Biggest Burmese Python Found in Florida—17.7 Feet, 87 Eggs
Researchers at the University of Florida examine the record-breaking Burmese python's corpse.
Florida has a new attraction—a 17.7-foot-long (5.4-meter-long) Burmese python, the biggest snake of that species ever found in the southeastern U.S. state, scientists say.
What's more, a necropsy on the euthanized python revealed she was carrying 87 eggs—also a state record for the species, a University of Florida team announced Monday.
Captured in Everglades National Park, the "monstrous" constrictor will eventually be displayed at the Florida Museum of Natural History, according to the university.

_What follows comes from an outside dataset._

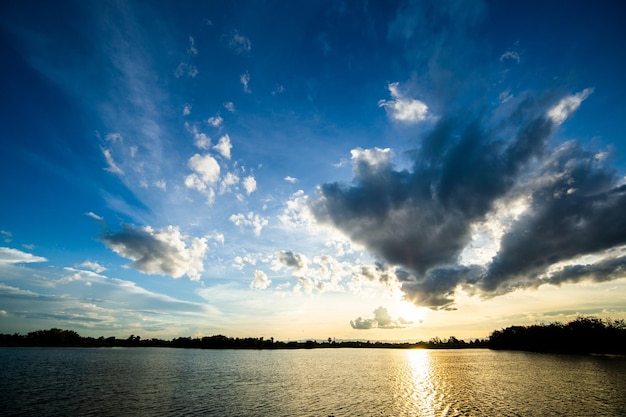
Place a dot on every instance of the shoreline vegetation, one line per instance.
(583, 335)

The Everglades is home to a growing population of the invasive Asian pythons, many of which originate from snakes that either escaped into or were dumped into the wild in the 1990s.
Sometimes adopted as a pet, the Burmese python is one of nine species of constrictor snakes—and about a million individual constrictors—that have been imported into the United States over the past 30 years, according to the U.S. Fish and Wildlife Service.
Burmese Python Finding Florida "Ideal"
Florida's previous biggest-snake record-holder was a 16.8-foot-long (5.12-meter-long) Burmese python. Finding a bigger one "is a great indication that conditions in Florida are really perfect for them," said J.D. Willson, a biologist and snake expert at the University of Arkansas.
Burmese pythons, he said, grow biggest where there's plentiful food—in captivity, they can reach lengths of over 20 feet (6 meters).